Training and all samples’ results for the relationship between national normalized actual GDP/ electricity consumption and our estimated GDP/electricity consumption predicted based on the input factors. (ad). (a) Training results for the relationship between national normalized actual GDP and our estimated GDP predicted based on the input factors; (b) Training results for the relationship between national normalized actual electricity consumption and our estimated electricity consumption predicted based on the input factors; (c) All samples’ results for the relationship between national normalized actual GDP and our estimated GDP consumption predicted based on the input factors; (d) All samples’ results for the relationship between national normalized actual electricity consumption and our estimated electricity consumption predicted based on the input factors.

Full size image

Notably, the coefficients of determination R2 of normalized GDP and electricity consumption were over 0.99. Thus, the training and all samples’ results showed great fitting effects, which indicated the high effectiveness of the algorithm. Then, based on the top-down method and a DN value-based weighted-average strategy39,40,41, we obtained the 1 km × 1 km gridded GDP and electricity consumption in 2019 and 2015. Finally, the gridded real GDP and electricity based on the growth rate during 1992–2019 were calculated using Eqs. (21, 24).

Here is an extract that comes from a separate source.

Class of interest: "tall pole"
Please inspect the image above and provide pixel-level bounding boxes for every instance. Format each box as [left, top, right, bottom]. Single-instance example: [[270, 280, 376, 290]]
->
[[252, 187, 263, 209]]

Global 1 km × 1 km gridded revised real gross domestic product and electricity consumption during 1992–2019 based on calibrated nighttime light data (2024)

References

Top Articles
Latest Posts
Article information

Author: Kimberely Baumbach CPA

Last Updated:

Views: 5620

Rating: 4 / 5 (61 voted)

Reviews: 92% of readers found this page helpful

Author information

Name: Kimberely Baumbach CPA

Birthday: 1996-01-14

Address: 8381 Boyce Course, Imeldachester, ND 74681

Phone: +3571286597580

Job: Product Banking Analyst

Hobby: Cosplaying, Inline skating, Amateur radio, Baton twirling, Mountaineering, Flying, Archery

Introduction: My name is Kimberely Baumbach CPA, I am a gorgeous, bright, charming, encouraging, zealous, lively, good person who loves writing and wants to share my knowledge and understanding with you.